Reconstructive and cosmetic surgeon Jeffry B. Schafer hopes to inform his readers of the myriad considerations when contemplating having a liposuction procedure. In his new book, A Patient’s Guide to Liposuction: How to Make an Informed Decision, he introduces the history behind the liposuction concept as well as the advances in the field over the last few decades. His aim is to give prospective patients plenty of information so that they can feel more confident about the choices they make and the realities of what to expect during the planning stages, surgery and recovery.

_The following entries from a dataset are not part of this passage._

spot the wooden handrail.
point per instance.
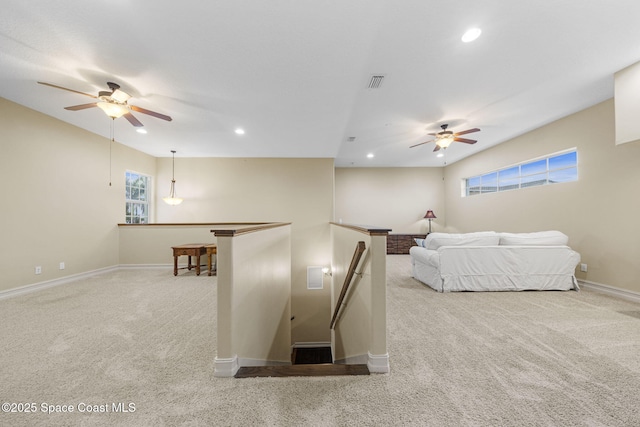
(360, 248)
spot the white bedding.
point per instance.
(496, 268)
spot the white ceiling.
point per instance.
(294, 73)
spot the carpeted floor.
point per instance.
(147, 338)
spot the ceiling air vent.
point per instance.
(376, 81)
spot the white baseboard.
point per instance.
(34, 287)
(378, 363)
(145, 266)
(610, 290)
(311, 344)
(361, 359)
(244, 361)
(226, 367)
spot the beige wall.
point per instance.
(57, 204)
(360, 330)
(395, 198)
(299, 191)
(598, 212)
(254, 289)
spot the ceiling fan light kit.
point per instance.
(114, 103)
(115, 111)
(445, 138)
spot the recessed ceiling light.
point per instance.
(471, 35)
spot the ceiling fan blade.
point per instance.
(426, 142)
(151, 113)
(464, 132)
(133, 120)
(465, 140)
(81, 106)
(70, 90)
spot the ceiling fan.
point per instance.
(113, 103)
(445, 137)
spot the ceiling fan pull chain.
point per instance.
(110, 144)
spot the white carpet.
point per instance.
(462, 359)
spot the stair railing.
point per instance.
(360, 248)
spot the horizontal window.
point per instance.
(557, 168)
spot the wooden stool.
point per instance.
(191, 249)
(212, 250)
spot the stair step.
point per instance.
(311, 370)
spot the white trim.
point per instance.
(360, 359)
(311, 344)
(379, 363)
(610, 290)
(146, 266)
(226, 367)
(34, 287)
(245, 361)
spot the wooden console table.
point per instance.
(192, 249)
(399, 244)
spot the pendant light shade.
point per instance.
(171, 199)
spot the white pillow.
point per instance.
(540, 238)
(481, 238)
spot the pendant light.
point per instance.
(171, 199)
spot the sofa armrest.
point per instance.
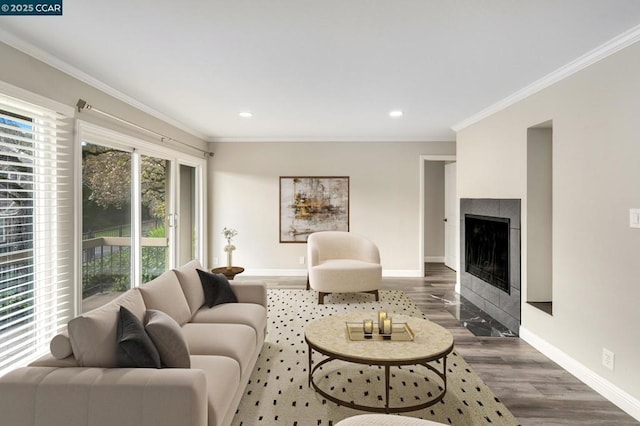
(250, 291)
(34, 396)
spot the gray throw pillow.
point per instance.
(134, 346)
(167, 337)
(217, 289)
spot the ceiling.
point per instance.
(323, 70)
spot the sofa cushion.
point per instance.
(191, 285)
(223, 379)
(217, 289)
(60, 345)
(135, 347)
(235, 341)
(165, 294)
(168, 339)
(250, 314)
(93, 334)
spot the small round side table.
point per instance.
(230, 273)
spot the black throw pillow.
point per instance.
(217, 289)
(134, 346)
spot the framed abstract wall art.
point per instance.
(312, 203)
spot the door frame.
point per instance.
(423, 159)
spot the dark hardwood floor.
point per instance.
(536, 390)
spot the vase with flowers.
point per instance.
(228, 234)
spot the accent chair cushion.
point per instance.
(217, 289)
(166, 335)
(134, 346)
(165, 294)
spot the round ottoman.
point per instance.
(384, 420)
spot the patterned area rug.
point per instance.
(278, 392)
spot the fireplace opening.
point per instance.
(487, 249)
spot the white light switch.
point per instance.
(634, 218)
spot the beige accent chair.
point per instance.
(342, 262)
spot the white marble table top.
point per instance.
(329, 334)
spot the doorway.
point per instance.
(439, 228)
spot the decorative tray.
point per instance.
(400, 333)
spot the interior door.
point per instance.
(450, 217)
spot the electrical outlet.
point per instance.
(608, 358)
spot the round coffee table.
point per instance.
(230, 273)
(329, 336)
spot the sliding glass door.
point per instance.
(106, 223)
(131, 229)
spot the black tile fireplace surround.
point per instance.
(501, 305)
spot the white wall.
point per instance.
(434, 211)
(384, 198)
(596, 179)
(539, 213)
(30, 74)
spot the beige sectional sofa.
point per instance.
(79, 383)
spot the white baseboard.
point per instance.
(601, 385)
(401, 273)
(398, 273)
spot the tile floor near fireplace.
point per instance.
(473, 318)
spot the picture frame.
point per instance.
(311, 204)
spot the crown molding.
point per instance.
(325, 140)
(47, 58)
(614, 45)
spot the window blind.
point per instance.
(36, 229)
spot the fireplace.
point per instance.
(490, 257)
(487, 249)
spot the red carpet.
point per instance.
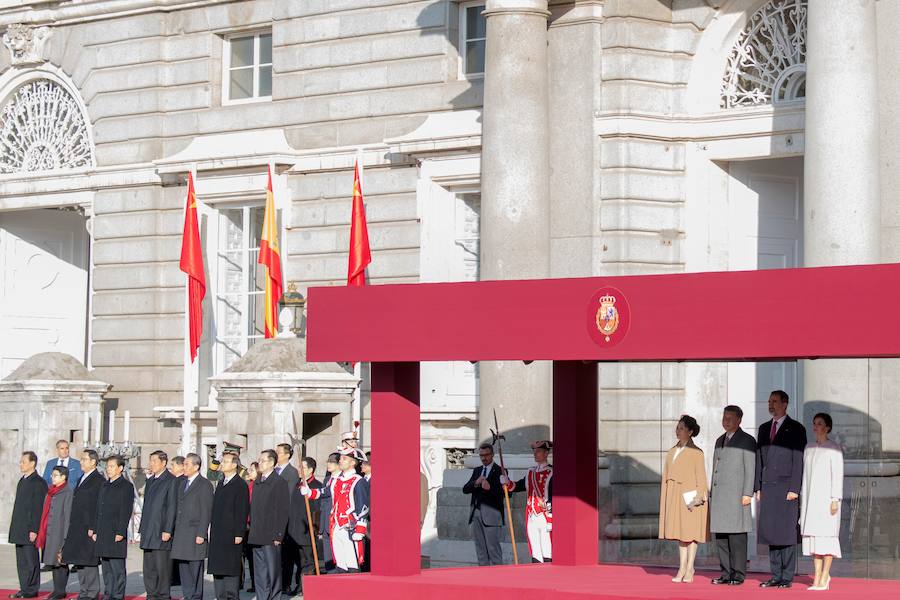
(42, 595)
(552, 582)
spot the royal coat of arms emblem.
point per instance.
(607, 316)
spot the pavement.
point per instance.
(134, 585)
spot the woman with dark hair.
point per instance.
(54, 524)
(820, 500)
(682, 500)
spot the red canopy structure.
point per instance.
(831, 312)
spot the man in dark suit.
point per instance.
(486, 507)
(779, 474)
(298, 524)
(231, 506)
(80, 550)
(290, 552)
(192, 516)
(114, 507)
(63, 460)
(25, 524)
(268, 519)
(157, 526)
(733, 480)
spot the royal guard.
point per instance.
(349, 519)
(538, 485)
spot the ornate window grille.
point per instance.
(768, 62)
(43, 129)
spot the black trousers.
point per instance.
(60, 579)
(248, 553)
(267, 572)
(290, 563)
(113, 578)
(158, 574)
(88, 582)
(732, 549)
(191, 572)
(28, 566)
(783, 560)
(227, 587)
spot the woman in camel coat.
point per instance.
(683, 508)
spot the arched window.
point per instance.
(768, 62)
(43, 128)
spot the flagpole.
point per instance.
(189, 367)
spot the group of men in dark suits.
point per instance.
(98, 527)
(771, 467)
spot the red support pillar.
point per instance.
(396, 547)
(575, 522)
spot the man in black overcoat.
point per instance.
(25, 523)
(80, 549)
(298, 524)
(192, 516)
(779, 474)
(486, 507)
(114, 507)
(290, 552)
(268, 520)
(157, 526)
(231, 506)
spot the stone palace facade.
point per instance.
(499, 139)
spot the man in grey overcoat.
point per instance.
(730, 494)
(779, 474)
(190, 540)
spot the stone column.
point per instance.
(575, 74)
(841, 222)
(515, 217)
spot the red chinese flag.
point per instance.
(360, 254)
(269, 255)
(192, 265)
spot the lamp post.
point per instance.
(291, 317)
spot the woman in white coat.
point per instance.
(820, 500)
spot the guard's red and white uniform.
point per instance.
(349, 520)
(538, 484)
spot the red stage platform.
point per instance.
(600, 582)
(778, 314)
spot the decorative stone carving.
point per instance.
(768, 62)
(26, 43)
(43, 129)
(456, 457)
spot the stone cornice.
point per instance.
(60, 12)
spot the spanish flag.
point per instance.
(192, 265)
(360, 253)
(269, 255)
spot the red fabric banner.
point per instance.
(360, 254)
(192, 265)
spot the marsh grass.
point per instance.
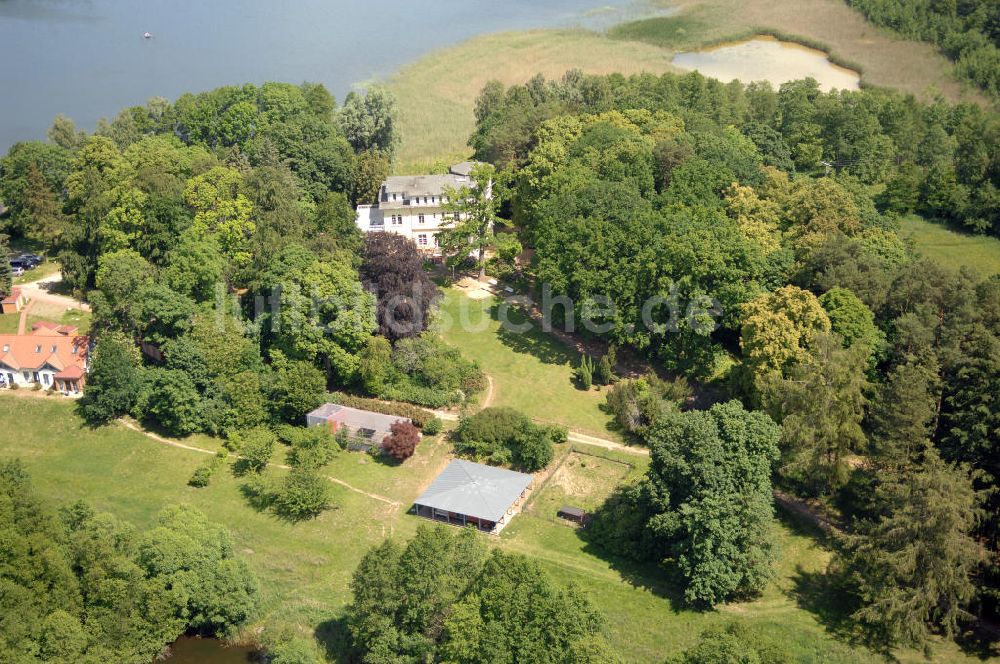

The book begins with ample history – from the first procedures and through the updates to technique and equipment. He covers the science of fat cells, how to choose a doctor, covering the various procedures and deciding which is right for your personal situation, what can be expected (as well as not expected) when undergoing ‘lipo’, recovery times, and cost estimates. Color photos of machines, tissue diagrams, and ‘before and after’ shots all greatly assist in better understanding Schafer’s explanations. All in all, the information given would be enlightening for someone who knows nothing about liposuction.
However, I did find some problems. The jumping between first and third person gave the book a less-than-professional feel. I also found the ample ‘back patting’ a bit irritating. Schafer would discuss a subject and then interject, ‘I was the first to do this … or I brought that practice back to the West Coast… .’ The author does have an impressive list of accomplishments under his belt but I thought it would be more appropriate to contain these little abstract blurbs in a Foreword or Bio versus sprinkled throughout the text. The book’s cover was all skin; as the mother of a young child, I would have not purchased this book in a store simply because of this (I tend not to have books with butt cheeks and boobs all over the front and back covers laying around my house for young eyes to see). Further, in the cases where he gave examples of his individual patient stories, they were always ‘elated.’ Other descriptive words along the same caliber could have been used to describe reaction but I feel this simple editing oversight could be easily corrected. Other than that, I thought the book was extremely well edited and I found no misspellings, grammatical errors, or punctuation problems.